An instructor told us of a new rider who had just finished the course and decided to drive his new bike out to Alberta for a job.  It was all very romantic.  He never made it out of Ontario.  The truck driver saw him coming from miles away, he even managed to slow down and stop completely when the kid on the bike, in the oncoming lane, plowed into the front of the truck at high speed... asleep on the bike.  Riding a bike is a good bit of exercise when you're experienced.  It verges on a mind and body marathon when you're new and having to think about everything you're doing.

In addition to the technique of operating a vehicle that asks you to steer with your whole body, change gears manually using both hand and foot, and operate two sets of brakes independently, again, using both hand and foot, the bike rider is also developing a constant 360° awareness of what is happening around them.  Your head is a on a swivel, you're constantly assessing threats and dangers.  It matters much less who is at fault if you're in an accident on a bike, it isn't likely to be a fender bender you drive away from.  Defensive driving on a bike takes on dimensions that car drivers would find extreme locked away in their metal boxes.

After a weekend of getting familiar with the basic operation of a motorbike, my back is sore, my arms ache and I'm still getting over the wind/sun burn, but it was a purging exercise.  If you ever wanted a challenge that puts you into a very intimate relationship with a machine, motorbiking is that.  It isn't easy.  It's demanding mentally and physically and requires your undivided attention.  You can't walk into it after drinking, drugs or even emotionality and hope to do it well enough to not be at risk, and the risk is about as high as it can get.  In a world of safety at all costs, insurance company run nanny states, I'm kind of surprised that motorcycling is still allowed, but I'm glad it is.

Riding is a Zen thing that demands you surrender distractions and live in that moment, your whole body and mind deeply involved in the task before it.  It's a task that rewards you with a sense of freedom and the thrill of open speed that I've never experienced in any automobile; it's the most honest form of motorized transportation, which is exactly why I answered the call.  Taking the course made me realize that motorbiking was everything I'd hoped it would be.

Tuesday, 2 April 2013

Biker Nerd Style

While everyone else is going for the Harley Davidson leather thing, I'm looking for a bit more nerd in my biker look.  I'm going with for an Imperial trooper vibe.I like the idea of white kit that gets used looking on the road.  Having a white jacket and helmet will also be cooler in hot sun.  

Star Wars Bike Culture!

The black and white theme can follow through to the bike too.  White helmet with black trim, white jacket with black trim.  White bike with black trim...

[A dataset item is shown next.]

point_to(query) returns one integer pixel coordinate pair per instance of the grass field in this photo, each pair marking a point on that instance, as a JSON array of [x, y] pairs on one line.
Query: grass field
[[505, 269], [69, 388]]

Monochrome but high visibility True North textile jacket.  It's armored
(very Trooperish), and vented so it'll be comfortable in the heat or lined
in the cool. Wish it came in white.
That's the helmet I want, not the one I got, though the one I got was a full face white helmet with black trim too.  A modular helmet would be fantastic - the fighter pilot style is a bonus.

I'd originally thought I'd go cheap on the kit, but this is where you get yourself sorted out so that you're comfortable and protected, at least as much as you can be on a bike.  To that end, I'm looking at all the details.

I'm all about the stream lined biking boot.  They protect the ankle, offer good ventilation and water proofing, and aren't as crazy expensive as I thought they'd be.

I read another new rider in Cycle Canada who tried to go with construction boots but was frustrated by how clunky they made his footwork with gear changes.  I'm looking for boots that protect while giving me a good feel for the bike.

Getting kitted out for a bike is a cautious process.  It's important to get what fits well and suits the kind of riding you'll be doing.  A bit of consistency in the colour choices and style make for a bit more of a personal statement.  I might not line up with the Harley crowd, but I'll look Imperial cool.